Well the phenom chip has been an epic failure and also a good success for the AMD team but still giving the consumer more choice to have either the quad core bases Intel core2 which is quite expensive but sports neat features like raw CPU performance and unbeatable scores while AMD in the other hand some improvements when going towards the new Phenom II series with the new X4 series running at the max 3.0Ghz first of AMD’s kind to go that far and even able to go even higher with some technology enhancement. But for those people who have some problem buying or at least dreaming to have a quad core processor in either AMD or Intel, and want something in between the dual cores and the more expensive and powerful quad, and better have a triple core alternative, and AMD made that fit in the hole.

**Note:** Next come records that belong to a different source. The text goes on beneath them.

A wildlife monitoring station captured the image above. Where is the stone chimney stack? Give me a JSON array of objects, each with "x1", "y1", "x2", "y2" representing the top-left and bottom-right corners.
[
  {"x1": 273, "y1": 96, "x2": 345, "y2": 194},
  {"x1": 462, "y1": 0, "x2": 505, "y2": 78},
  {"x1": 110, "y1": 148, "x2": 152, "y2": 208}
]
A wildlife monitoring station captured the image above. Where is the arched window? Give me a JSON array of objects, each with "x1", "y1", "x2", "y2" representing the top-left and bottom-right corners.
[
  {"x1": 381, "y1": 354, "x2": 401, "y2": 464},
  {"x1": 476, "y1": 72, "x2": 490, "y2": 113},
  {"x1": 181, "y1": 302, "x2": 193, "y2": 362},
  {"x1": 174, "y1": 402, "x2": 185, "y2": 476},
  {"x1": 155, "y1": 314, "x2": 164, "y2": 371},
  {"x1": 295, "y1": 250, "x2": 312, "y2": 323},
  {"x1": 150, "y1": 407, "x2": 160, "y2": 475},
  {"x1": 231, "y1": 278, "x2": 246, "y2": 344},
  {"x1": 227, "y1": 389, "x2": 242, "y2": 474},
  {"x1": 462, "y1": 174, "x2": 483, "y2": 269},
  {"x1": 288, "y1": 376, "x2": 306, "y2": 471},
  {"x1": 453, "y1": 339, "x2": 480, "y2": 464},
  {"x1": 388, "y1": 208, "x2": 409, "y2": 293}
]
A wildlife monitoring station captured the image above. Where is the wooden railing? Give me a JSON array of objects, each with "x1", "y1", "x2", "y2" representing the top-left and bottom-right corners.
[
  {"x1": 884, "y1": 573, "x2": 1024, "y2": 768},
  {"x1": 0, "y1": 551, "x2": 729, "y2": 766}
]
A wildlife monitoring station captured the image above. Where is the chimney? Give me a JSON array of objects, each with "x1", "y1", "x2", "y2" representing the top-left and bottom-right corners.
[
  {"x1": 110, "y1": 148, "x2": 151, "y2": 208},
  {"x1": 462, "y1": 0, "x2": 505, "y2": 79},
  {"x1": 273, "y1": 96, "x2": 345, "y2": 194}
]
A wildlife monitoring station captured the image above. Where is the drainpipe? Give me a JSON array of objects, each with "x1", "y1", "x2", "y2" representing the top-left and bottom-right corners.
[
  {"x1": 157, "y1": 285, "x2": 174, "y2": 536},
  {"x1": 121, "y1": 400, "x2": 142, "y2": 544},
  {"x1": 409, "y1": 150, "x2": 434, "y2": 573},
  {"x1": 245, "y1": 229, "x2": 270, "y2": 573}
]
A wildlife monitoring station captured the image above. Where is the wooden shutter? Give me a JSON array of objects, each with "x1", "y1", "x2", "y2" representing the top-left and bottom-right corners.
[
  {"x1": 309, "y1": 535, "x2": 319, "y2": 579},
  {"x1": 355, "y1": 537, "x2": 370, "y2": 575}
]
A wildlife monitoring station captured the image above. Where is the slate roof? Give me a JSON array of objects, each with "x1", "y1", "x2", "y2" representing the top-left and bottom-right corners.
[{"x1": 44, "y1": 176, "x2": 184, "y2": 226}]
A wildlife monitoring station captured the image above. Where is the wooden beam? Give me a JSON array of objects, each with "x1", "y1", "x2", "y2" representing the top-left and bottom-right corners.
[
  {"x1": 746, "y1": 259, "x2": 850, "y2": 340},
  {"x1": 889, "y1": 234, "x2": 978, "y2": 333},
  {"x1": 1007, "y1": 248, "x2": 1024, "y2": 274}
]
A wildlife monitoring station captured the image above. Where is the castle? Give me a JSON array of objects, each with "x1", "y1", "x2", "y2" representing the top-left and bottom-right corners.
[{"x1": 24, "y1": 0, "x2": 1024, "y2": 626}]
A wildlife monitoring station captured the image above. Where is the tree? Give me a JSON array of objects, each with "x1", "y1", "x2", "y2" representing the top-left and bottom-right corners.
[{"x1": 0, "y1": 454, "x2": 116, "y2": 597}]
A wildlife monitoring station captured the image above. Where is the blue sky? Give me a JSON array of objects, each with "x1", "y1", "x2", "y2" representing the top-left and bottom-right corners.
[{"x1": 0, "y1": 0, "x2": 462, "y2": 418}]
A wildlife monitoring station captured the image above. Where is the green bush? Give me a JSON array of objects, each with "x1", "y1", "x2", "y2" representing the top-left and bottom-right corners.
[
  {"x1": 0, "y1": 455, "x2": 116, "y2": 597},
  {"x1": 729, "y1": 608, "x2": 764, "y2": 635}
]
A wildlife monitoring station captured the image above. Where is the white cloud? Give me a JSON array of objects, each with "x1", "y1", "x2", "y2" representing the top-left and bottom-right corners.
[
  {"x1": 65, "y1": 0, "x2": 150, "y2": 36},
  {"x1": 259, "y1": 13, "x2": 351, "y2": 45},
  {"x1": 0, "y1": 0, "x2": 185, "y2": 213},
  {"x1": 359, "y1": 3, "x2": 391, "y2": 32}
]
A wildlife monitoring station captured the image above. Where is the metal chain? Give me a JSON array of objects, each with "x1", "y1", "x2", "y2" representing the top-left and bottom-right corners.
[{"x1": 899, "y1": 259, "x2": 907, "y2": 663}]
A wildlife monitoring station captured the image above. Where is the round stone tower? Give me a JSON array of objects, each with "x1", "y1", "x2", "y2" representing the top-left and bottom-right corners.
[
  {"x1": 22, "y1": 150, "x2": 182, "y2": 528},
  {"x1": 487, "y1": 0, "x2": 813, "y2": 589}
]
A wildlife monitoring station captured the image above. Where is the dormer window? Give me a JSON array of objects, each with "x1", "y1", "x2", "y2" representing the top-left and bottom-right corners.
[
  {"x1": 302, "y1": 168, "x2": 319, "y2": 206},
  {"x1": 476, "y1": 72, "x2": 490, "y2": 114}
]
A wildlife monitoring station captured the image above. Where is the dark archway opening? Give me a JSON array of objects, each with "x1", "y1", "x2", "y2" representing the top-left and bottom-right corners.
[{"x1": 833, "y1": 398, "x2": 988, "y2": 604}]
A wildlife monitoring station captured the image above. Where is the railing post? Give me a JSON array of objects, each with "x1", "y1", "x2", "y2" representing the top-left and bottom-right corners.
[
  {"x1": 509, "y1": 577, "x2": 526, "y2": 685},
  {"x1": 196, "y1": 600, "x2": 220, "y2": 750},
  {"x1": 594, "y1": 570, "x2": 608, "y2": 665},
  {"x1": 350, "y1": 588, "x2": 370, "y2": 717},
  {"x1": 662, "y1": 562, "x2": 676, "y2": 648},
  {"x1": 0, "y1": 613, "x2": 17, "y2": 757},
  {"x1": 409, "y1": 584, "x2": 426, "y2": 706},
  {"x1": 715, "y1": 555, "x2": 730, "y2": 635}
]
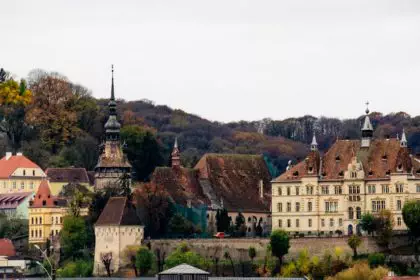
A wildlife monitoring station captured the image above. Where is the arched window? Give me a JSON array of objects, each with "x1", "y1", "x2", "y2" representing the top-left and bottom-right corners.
[{"x1": 349, "y1": 207, "x2": 354, "y2": 220}]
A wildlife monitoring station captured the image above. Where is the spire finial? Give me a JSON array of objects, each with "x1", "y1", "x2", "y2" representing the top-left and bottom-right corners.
[{"x1": 111, "y1": 64, "x2": 115, "y2": 100}]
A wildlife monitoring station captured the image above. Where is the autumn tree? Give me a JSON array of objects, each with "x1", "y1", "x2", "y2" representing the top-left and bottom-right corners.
[
  {"x1": 134, "y1": 183, "x2": 172, "y2": 237},
  {"x1": 26, "y1": 75, "x2": 79, "y2": 153},
  {"x1": 121, "y1": 125, "x2": 163, "y2": 181}
]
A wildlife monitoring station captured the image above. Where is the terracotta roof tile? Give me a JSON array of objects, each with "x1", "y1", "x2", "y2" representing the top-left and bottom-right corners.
[
  {"x1": 95, "y1": 197, "x2": 141, "y2": 226},
  {"x1": 0, "y1": 239, "x2": 16, "y2": 257},
  {"x1": 45, "y1": 168, "x2": 89, "y2": 183},
  {"x1": 152, "y1": 167, "x2": 210, "y2": 206},
  {"x1": 0, "y1": 155, "x2": 40, "y2": 178},
  {"x1": 195, "y1": 154, "x2": 271, "y2": 212}
]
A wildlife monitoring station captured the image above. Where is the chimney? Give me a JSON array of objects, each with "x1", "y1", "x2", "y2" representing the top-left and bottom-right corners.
[{"x1": 6, "y1": 152, "x2": 12, "y2": 160}]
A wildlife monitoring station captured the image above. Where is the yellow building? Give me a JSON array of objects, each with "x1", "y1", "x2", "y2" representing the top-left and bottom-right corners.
[
  {"x1": 0, "y1": 152, "x2": 46, "y2": 193},
  {"x1": 29, "y1": 180, "x2": 88, "y2": 244},
  {"x1": 272, "y1": 107, "x2": 420, "y2": 235}
]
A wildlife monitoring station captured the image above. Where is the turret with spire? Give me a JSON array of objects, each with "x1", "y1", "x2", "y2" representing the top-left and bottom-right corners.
[
  {"x1": 361, "y1": 102, "x2": 373, "y2": 148},
  {"x1": 171, "y1": 137, "x2": 181, "y2": 167},
  {"x1": 95, "y1": 66, "x2": 131, "y2": 189},
  {"x1": 105, "y1": 65, "x2": 121, "y2": 141}
]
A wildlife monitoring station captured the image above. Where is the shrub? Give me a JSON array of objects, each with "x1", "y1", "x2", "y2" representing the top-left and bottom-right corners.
[
  {"x1": 368, "y1": 253, "x2": 385, "y2": 267},
  {"x1": 57, "y1": 260, "x2": 93, "y2": 278}
]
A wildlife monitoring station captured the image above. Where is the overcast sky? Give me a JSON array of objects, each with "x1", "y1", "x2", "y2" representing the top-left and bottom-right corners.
[{"x1": 0, "y1": 0, "x2": 420, "y2": 122}]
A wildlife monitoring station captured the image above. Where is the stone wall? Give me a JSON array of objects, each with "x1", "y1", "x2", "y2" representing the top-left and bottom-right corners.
[{"x1": 151, "y1": 236, "x2": 408, "y2": 260}]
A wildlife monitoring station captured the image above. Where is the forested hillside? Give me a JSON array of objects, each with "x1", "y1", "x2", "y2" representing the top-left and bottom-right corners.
[{"x1": 0, "y1": 70, "x2": 420, "y2": 180}]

Meet the new AMD Phenom II X3 720 black edition form AMD, sporting only three independent core and shrunk the core size in to the previous 65nm architecture to the 45nm Intel standard core fabrication process. And also being a refurbished technology from the previous Phenom chip, we could help but find out that the TBL bug is being fixed or not or if another type of bug has crawled into place and wait for anyone to find out. But before that the core specs of the AMD phenom X3: The Phenom II X3 720 Black Edition processor operates at 2.8GHz and features the full 6 MB of L3 cache, which makes this processor have the same amount of cache as the quad cores! Since the cache is shared, AMD can have three cores running and not have to lose any of the Level 3 cache, which means each core now has more cache than even the more expensive quad-core processors! Each individual core still features 64 KB of L1 Data cache, 64 KB of L1 Instruction cache, and 512 KB of L2 cache. Another bonus of having just three active cores is the fact that this is a 95 Watt TDP part, which is lower than the 125 Watt TDP Phenom II X4 processors.
For the test show that the X3 showed minute progress with much higher clock yields, even at single thread the higher clock cycle helped it propel over the previous phenom, just going as fast as the E7500 in most single thread applications but in more multithreading apps it came a little shy of last but definitely beating most of the cheap competition from Intel. Gamings however haven’t moved yet with still a bottleneck over the graphics card, but just over the recommended playable frame. Overall the Phenom II processor is much better from the previous core processors in the older Phenom range, in all of the problems like a lower frequency, and the TBL bug is all long gone, better enough that the Phenom can upgrade to the newer DDR3 memory increase the latency yield we could expect a comeback for AMD.